SDHA, B, C, and D (SDHx) genes encode the four subunits of succinate dehydrogenase (SDH), a mitochondrial enzyme of the tricarboxylic acid (TCA) cycle that oxidizes succinate into fumarate. They were the first genes encoding a mitochondrial enzyme demonstrated to act as tumor suppressors, an important finding supporting the hypothesis of a direct link between mitochondrial dysfunction and cancer proposed by Otto Warburg in the 1920’s.
It is estimated that germline mutations in SDHx genes represent around half of inherited pheochromocytoma and paraganglioma (PPGL), which are referred to as Cluster 1 tumors. In PPGL, SDH loss-of-function results in the accumulation of succinate, which acts as an oncometabolite, by inhibiting 2-oxoglutarate-dependent dioxygenases among which HIF prolyl-hydroxylases drive a pseudohypoxic response and promote angiogenesis and DNA demethylases cause a hypermethylator phenotype.

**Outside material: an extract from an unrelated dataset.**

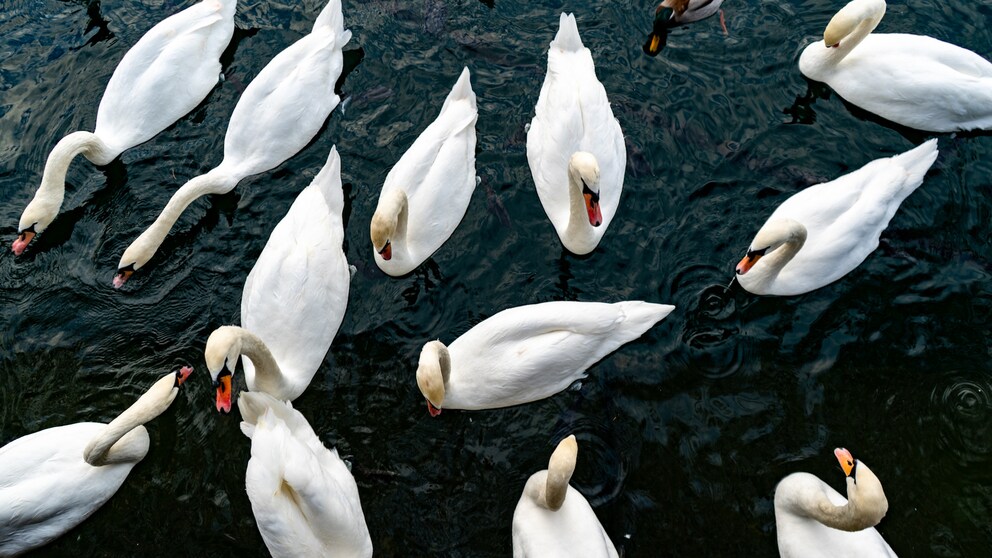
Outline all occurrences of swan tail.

This presentation will show how our team uses genetic and OMICs analyses on the large series of human PPGL gathered by the French COMETE network, combined with experimental studies on Sdhb knockout cells and xenografts to decipher these mechanisms and develop tools to evaluate the response to anti-angiogenic or demethylating therapies. It will also show how we used OMICS analyses combined with whole-exome sequencing to identify new PPGL susceptibility genes within the cluster 1 group of PPGL. Using such an approach, we previously identified the first PPGL case harboring a germline FH gene mutation and now discovered a new mitochondrial tumor suppressor gene encoding an unsuspected carrier. These finding demonstrate the central role of mitochondrial deficiencies in the predisposition to paragangliomas.